To bring this all to a frightening full circle, caregivers who commit a medical error are more likely to experience the depression, the burnout, and to intentionally harm themselves up to the point of suicide. The “second victim” phenomenon, a term coined by Albert Wu, MD, director of the Center for Health Services and Outcomes Research at Johns Hopkins Medicine, to describe the profound distress that clinicians may feel if they are responsible for an adverse patient event, is a prime example of the emotional fallout that can affect any licensed healthcare provider involved in patient care. But the root cause of the clinician’s penchant to engage in poor self-care awareness does not stop there, especially on the mental health side.
“Stigma is still so high for mental health issues, especially if you’re a clinician,” said Melnyk, who also serves as vice president for health promotion and professor of pediatrics and psychiatry in the college of medicine at OSU. “The mindset of ‘I’m supposed to be helping everybody else, so how could I need that kind of help?’ persists.”
Longer shift work, certainly a telltale “symptom” of the clinician’s willingness to sacrifice their wellness to spend more of their time committed to their patients, is also a culprit of medication errors, further intertwining the dynamics. According to a 2015 study by Koinis et al, healthcare professionals are more prone to stress and professional burnout because they are responsible for human lives and their actions – or lack of action.1 The challenge for clinicians, on top of everything else, is recognizing when there is a serious problem to address for the betterment of their own health.
“It’s common for everybody at times to be ‘super stressed,’ to be a little ‘down,’ or to be anxious,” Melnyk said. “But if [those feelings]start to interfere with your functioning, that’s when you’ve got to get some help.” That interference of functioning often presents as an inability to think clearly, a pattern of disorganization and a lack of pleasure in things that the individual previously took pleasure in.
“You might become more irritable,” Melnyk said. “Many times, anger and irritability masks depression. And anxiety and depression usually underlies when people are very irritable or have frequent outbursts. One out of four people today are said to have a mental health problem, but less than 25 percent of these people get any treatment.”
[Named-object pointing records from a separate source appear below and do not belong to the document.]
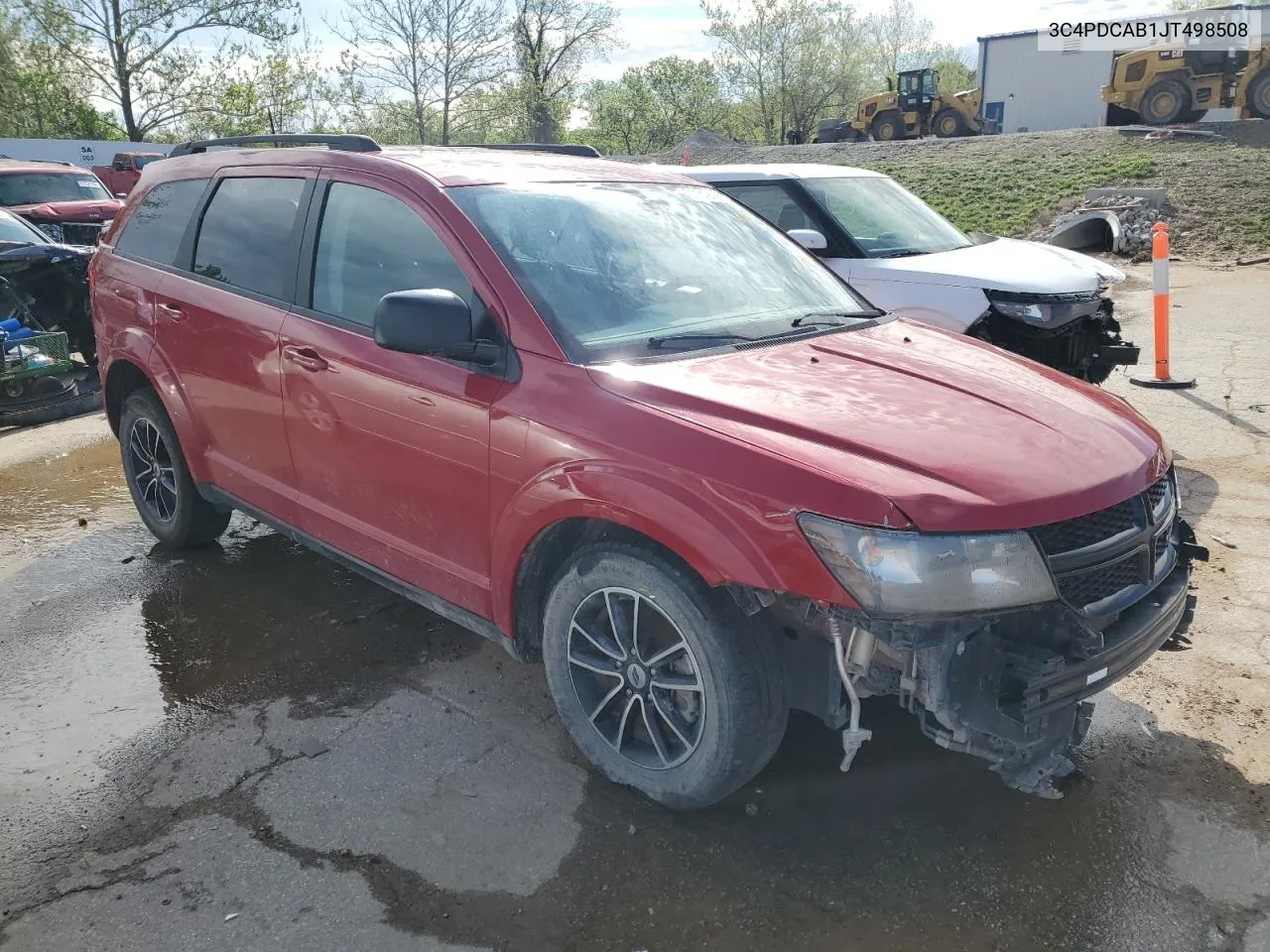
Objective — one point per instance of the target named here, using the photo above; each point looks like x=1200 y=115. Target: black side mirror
x=435 y=321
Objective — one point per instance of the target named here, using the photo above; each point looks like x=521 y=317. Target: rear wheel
x=159 y=480
x=1259 y=95
x=1165 y=103
x=659 y=680
x=949 y=123
x=888 y=127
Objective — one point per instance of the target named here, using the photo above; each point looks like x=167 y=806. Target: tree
x=898 y=39
x=654 y=107
x=137 y=51
x=553 y=40
x=468 y=53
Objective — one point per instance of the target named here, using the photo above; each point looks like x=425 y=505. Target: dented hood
x=957 y=434
x=1001 y=264
x=90 y=209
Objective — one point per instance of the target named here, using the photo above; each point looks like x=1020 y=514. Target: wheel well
x=123 y=379
x=544 y=558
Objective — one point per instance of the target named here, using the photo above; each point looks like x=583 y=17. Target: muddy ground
x=248 y=748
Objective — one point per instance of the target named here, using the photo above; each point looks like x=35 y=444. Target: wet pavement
x=249 y=748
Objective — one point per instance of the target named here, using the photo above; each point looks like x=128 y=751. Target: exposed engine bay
x=1076 y=334
x=1011 y=687
x=44 y=295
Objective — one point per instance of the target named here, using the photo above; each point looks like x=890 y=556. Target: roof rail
x=558 y=148
x=343 y=144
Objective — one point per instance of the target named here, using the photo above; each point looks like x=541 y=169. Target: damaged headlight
x=911 y=572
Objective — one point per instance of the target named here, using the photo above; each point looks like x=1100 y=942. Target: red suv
x=608 y=417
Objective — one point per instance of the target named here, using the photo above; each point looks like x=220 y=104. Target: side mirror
x=435 y=321
x=811 y=239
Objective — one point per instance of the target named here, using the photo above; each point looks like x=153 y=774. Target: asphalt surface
x=248 y=748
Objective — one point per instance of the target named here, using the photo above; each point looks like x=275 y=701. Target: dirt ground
x=248 y=748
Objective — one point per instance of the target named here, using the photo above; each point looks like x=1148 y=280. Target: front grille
x=80 y=232
x=1098 y=556
x=1084 y=531
x=1092 y=585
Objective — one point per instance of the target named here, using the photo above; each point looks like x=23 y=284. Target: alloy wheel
x=636 y=678
x=153 y=470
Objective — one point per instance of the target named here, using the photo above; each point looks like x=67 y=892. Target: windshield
x=16 y=231
x=617 y=268
x=885 y=218
x=39 y=186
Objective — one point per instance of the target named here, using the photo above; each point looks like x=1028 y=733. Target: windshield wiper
x=671 y=340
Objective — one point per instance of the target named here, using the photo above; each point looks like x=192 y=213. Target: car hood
x=1002 y=264
x=955 y=433
x=89 y=209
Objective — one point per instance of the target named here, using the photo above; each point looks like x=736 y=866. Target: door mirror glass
x=811 y=239
x=432 y=321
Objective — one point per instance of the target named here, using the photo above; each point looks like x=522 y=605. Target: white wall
x=80 y=151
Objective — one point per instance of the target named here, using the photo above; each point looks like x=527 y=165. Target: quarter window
x=371 y=244
x=157 y=227
x=245 y=239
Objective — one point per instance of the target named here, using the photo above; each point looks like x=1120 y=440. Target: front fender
x=722 y=539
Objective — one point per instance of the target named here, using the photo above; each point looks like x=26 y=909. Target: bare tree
x=135 y=50
x=553 y=40
x=391 y=48
x=468 y=51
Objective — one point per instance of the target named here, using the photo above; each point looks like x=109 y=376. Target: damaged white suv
x=1043 y=302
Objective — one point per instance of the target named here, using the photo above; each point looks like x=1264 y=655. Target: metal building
x=1030 y=90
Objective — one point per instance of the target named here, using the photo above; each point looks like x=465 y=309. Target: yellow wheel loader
x=912 y=111
x=1162 y=85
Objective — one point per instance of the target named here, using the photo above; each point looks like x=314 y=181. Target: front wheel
x=159 y=480
x=659 y=680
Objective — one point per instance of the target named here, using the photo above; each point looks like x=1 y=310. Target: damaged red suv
x=603 y=416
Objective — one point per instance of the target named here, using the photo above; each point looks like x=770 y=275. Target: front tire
x=661 y=682
x=159 y=480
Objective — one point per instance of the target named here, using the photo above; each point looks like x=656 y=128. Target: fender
x=706 y=534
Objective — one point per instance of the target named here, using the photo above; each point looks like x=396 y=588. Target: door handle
x=307 y=357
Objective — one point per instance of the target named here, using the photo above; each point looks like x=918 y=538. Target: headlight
x=910 y=572
x=1032 y=312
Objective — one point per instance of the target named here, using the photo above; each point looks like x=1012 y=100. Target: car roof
x=448 y=167
x=778 y=171
x=13 y=166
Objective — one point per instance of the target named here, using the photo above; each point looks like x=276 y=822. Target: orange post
x=1160 y=257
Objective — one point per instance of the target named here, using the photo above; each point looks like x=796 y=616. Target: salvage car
x=610 y=419
x=48 y=347
x=1044 y=302
x=64 y=202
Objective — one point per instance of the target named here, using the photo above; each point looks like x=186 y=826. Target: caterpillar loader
x=1162 y=85
x=912 y=111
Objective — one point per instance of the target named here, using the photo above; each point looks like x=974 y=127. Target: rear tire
x=159 y=480
x=949 y=123
x=1259 y=95
x=1165 y=103
x=612 y=612
x=888 y=127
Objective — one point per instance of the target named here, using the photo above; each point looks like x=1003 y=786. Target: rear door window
x=371 y=244
x=157 y=227
x=246 y=238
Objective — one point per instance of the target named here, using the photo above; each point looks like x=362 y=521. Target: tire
x=169 y=503
x=1165 y=103
x=714 y=737
x=949 y=123
x=1259 y=95
x=888 y=127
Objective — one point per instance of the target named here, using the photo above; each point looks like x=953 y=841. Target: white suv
x=1035 y=299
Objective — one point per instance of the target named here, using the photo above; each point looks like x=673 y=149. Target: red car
x=606 y=416
x=64 y=202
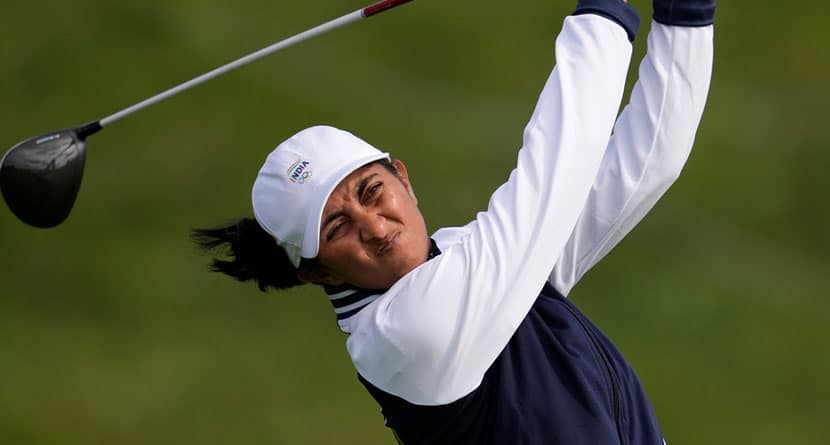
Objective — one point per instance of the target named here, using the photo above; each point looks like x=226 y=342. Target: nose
x=372 y=227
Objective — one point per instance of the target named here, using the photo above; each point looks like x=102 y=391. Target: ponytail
x=254 y=254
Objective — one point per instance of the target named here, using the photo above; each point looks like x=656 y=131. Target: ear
x=403 y=175
x=313 y=273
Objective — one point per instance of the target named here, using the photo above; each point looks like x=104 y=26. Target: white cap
x=295 y=182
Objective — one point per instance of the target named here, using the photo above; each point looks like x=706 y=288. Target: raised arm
x=652 y=137
x=433 y=335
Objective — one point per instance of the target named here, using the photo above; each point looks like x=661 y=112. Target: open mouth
x=388 y=243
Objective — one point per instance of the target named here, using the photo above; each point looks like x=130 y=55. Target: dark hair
x=254 y=254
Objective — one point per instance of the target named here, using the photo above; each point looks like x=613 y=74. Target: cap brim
x=311 y=244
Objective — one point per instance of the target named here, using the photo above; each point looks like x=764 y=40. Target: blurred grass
x=113 y=332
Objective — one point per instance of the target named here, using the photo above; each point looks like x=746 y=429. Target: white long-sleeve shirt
x=576 y=191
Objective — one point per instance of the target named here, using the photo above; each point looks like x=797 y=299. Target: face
x=372 y=232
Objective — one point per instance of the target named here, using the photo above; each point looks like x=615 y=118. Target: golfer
x=465 y=336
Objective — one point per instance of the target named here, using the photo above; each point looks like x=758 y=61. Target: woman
x=466 y=336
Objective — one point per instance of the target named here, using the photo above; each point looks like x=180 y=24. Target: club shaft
x=305 y=35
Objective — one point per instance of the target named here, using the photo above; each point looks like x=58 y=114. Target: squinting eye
x=373 y=190
x=334 y=231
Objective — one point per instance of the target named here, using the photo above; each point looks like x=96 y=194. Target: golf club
x=40 y=177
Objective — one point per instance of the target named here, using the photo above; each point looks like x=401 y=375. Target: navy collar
x=348 y=300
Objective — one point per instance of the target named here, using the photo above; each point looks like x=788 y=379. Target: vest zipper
x=612 y=375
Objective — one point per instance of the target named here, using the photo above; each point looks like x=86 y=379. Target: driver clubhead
x=40 y=177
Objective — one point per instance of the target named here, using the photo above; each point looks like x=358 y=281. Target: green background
x=112 y=331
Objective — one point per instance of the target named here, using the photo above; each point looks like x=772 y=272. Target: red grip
x=382 y=6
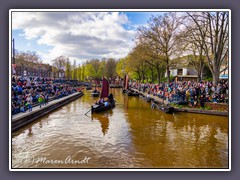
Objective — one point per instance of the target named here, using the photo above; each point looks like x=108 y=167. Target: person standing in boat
x=110 y=98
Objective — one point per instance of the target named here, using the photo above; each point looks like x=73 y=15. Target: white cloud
x=79 y=35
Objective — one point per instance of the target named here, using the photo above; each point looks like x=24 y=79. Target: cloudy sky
x=77 y=35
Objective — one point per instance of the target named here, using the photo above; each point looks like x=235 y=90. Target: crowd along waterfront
x=131 y=135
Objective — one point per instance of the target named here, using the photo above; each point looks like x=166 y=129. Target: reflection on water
x=131 y=135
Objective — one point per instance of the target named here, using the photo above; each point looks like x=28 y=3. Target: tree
x=162 y=34
x=215 y=34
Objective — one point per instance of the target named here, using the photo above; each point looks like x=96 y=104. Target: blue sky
x=77 y=35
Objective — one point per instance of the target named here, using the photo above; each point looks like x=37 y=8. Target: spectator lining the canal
x=22 y=87
x=182 y=90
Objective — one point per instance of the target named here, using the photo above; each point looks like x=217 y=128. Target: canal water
x=131 y=135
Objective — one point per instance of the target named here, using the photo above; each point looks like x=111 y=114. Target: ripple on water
x=130 y=135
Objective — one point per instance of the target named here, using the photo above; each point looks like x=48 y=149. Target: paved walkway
x=37 y=108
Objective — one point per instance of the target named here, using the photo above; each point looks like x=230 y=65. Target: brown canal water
x=131 y=135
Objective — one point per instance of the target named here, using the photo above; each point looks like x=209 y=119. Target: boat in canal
x=95 y=93
x=132 y=93
x=103 y=105
x=125 y=83
x=88 y=88
x=164 y=108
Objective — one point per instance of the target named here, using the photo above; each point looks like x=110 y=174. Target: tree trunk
x=152 y=75
x=159 y=76
x=168 y=73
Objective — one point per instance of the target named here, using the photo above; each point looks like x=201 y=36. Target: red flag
x=105 y=88
x=126 y=83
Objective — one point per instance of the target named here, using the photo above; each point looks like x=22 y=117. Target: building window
x=179 y=71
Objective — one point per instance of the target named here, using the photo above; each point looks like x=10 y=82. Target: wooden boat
x=88 y=88
x=164 y=108
x=148 y=99
x=95 y=93
x=101 y=107
x=106 y=104
x=132 y=93
x=182 y=103
x=125 y=84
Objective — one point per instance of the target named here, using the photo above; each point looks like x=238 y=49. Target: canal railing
x=156 y=99
x=21 y=119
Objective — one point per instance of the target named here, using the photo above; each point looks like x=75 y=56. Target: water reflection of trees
x=103 y=118
x=178 y=140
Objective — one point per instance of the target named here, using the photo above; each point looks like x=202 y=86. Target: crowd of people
x=27 y=92
x=187 y=91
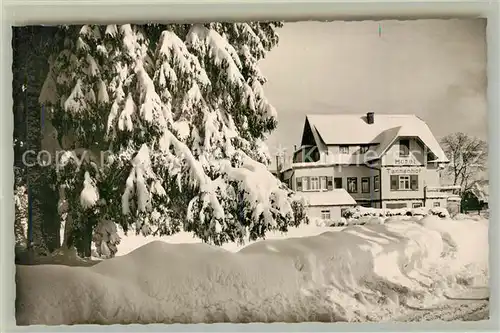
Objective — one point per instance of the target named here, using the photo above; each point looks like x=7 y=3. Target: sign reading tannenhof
x=405 y=171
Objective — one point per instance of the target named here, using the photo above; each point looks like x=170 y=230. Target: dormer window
x=404 y=148
x=344 y=149
x=363 y=149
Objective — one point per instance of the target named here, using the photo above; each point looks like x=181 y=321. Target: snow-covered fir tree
x=170 y=123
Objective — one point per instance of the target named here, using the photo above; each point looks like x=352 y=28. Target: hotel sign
x=405 y=171
x=405 y=161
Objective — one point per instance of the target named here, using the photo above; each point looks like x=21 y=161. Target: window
x=314 y=186
x=396 y=205
x=323 y=183
x=299 y=183
x=344 y=149
x=329 y=181
x=365 y=184
x=414 y=182
x=376 y=183
x=352 y=184
x=404 y=148
x=305 y=180
x=404 y=182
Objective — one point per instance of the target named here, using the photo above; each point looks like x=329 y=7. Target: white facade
x=383 y=161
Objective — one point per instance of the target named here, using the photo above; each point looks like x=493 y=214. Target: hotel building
x=379 y=160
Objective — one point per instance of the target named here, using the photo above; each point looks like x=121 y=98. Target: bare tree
x=468 y=157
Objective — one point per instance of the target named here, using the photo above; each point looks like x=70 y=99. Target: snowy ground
x=378 y=272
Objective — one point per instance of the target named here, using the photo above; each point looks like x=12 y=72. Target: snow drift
x=361 y=273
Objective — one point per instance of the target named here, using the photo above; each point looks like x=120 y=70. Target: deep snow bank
x=361 y=273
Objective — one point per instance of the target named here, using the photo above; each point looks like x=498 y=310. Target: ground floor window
x=376 y=183
x=404 y=182
x=365 y=184
x=352 y=184
x=314 y=183
x=323 y=183
x=396 y=205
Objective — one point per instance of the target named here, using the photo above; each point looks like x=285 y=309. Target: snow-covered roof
x=338 y=129
x=336 y=197
x=481 y=191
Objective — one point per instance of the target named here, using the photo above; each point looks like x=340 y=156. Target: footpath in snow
x=367 y=272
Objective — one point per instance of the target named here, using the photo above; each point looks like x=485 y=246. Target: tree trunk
x=43 y=208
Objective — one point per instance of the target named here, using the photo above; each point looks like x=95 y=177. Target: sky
x=435 y=69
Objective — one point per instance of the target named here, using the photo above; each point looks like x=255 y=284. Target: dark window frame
x=406 y=151
x=367 y=180
x=356 y=190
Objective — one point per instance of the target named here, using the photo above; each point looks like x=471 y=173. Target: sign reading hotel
x=405 y=161
x=405 y=171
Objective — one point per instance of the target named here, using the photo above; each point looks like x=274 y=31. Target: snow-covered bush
x=21 y=211
x=180 y=112
x=106 y=239
x=439 y=211
x=359 y=212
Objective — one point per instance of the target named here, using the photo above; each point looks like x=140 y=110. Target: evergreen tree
x=181 y=114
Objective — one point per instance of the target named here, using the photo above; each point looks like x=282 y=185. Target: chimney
x=370 y=117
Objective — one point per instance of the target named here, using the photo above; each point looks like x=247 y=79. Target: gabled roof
x=353 y=129
x=335 y=197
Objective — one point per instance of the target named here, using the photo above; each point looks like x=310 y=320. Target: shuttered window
x=394 y=182
x=299 y=183
x=330 y=183
x=414 y=182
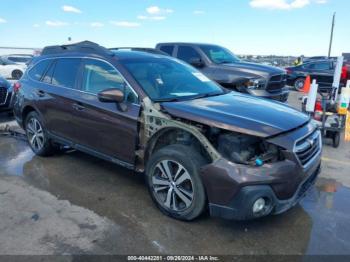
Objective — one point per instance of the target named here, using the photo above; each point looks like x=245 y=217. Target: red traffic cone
x=307 y=85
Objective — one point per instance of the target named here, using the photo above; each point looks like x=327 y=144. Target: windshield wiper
x=225 y=62
x=204 y=95
x=171 y=99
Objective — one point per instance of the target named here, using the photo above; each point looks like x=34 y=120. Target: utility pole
x=331 y=40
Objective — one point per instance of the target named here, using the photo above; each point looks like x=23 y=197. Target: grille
x=3 y=95
x=307 y=148
x=276 y=83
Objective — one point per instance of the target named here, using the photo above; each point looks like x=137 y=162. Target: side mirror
x=196 y=62
x=112 y=95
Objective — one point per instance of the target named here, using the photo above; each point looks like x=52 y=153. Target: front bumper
x=233 y=188
x=240 y=208
x=279 y=95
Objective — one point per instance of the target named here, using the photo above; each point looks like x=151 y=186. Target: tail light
x=16 y=87
x=344 y=73
x=318 y=106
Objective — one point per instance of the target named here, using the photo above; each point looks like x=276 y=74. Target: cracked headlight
x=248 y=150
x=256 y=83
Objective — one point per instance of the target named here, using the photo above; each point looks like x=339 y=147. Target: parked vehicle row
x=222 y=66
x=200 y=145
x=321 y=70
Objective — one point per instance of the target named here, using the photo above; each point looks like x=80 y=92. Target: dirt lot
x=73 y=203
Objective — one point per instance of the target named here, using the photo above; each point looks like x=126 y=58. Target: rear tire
x=174 y=182
x=37 y=135
x=16 y=74
x=299 y=84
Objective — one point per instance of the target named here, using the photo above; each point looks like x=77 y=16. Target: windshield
x=170 y=80
x=219 y=55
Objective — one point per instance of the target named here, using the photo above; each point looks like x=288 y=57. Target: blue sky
x=282 y=27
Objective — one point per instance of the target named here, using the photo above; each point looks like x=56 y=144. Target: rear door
x=60 y=96
x=103 y=127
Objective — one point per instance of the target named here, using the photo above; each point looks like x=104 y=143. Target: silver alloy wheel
x=172 y=185
x=35 y=134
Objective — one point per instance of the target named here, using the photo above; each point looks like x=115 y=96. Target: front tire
x=37 y=135
x=174 y=182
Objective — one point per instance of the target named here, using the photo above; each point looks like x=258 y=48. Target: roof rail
x=141 y=49
x=84 y=46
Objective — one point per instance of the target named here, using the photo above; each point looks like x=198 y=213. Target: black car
x=199 y=145
x=322 y=71
x=222 y=66
x=6 y=98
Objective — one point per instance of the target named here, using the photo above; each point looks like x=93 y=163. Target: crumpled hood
x=240 y=113
x=4 y=83
x=255 y=69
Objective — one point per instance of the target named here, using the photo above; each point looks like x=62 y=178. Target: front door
x=103 y=127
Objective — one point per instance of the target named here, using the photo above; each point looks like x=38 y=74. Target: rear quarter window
x=39 y=69
x=167 y=49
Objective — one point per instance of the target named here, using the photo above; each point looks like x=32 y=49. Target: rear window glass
x=66 y=71
x=39 y=69
x=167 y=49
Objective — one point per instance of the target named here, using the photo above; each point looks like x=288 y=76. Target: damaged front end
x=246 y=176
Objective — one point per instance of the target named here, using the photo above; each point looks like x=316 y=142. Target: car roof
x=319 y=61
x=87 y=48
x=187 y=43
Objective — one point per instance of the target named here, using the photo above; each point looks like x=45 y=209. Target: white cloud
x=279 y=4
x=321 y=1
x=56 y=23
x=71 y=9
x=96 y=24
x=125 y=24
x=156 y=10
x=156 y=18
x=198 y=12
x=284 y=4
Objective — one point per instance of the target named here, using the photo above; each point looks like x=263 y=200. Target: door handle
x=40 y=93
x=78 y=106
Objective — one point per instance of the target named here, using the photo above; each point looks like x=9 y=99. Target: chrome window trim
x=81 y=91
x=7 y=94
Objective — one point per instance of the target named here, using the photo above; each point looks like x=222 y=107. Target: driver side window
x=99 y=76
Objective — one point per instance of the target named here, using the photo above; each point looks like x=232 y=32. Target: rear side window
x=167 y=49
x=99 y=76
x=187 y=53
x=66 y=71
x=39 y=69
x=320 y=66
According to studies cited by the American Foundation for Suicide Prevention, the most common cause for suicide is untreated or inadequately managed mental health conditions. The problem is exacerbated by an overall lack of awareness, not just among the individual, Melnyk said. “A lot of providers today still don’t screen for depression, even though it’s recommended by the United States Preventative Services Task Force that all adults be screened for depression in primary care,” she continued. “For those who do screen for depression, are they screening for suicide as well? A lot of people who commit suicide have seen their provider within the last month, studies show.”
There’s a bit of an onus on employers to help their clinicians be more proactive about their own healthcare before the situation becomes too dire, Melnyk said. It’s something that she’s willing to task the entire healthcare system with. “It’s much better to take a preventive proactive approach then it is to always try to manage something once it happens,” she said. “But we still live in a ‘sick care’ healthcare system, and that needs to change to a ‘well care’ system. We have to take care of the people who are sick, of course, but our whole approach to healthcare has to change to one that is wellness-focused regardless of what stage of illness that you’re in.”
The next article in this series will discuss how clinicians and their employers can build effective wellness programs.
Koinis A, Giannou V, Drantaki V, Angelaina S, Stratou E, Saridi M. The impact of healthcare workers job environment on their mental-emotional health. coping strategies: the case of a local general hospital. Health Psychol Res. 2015;3(1):1984.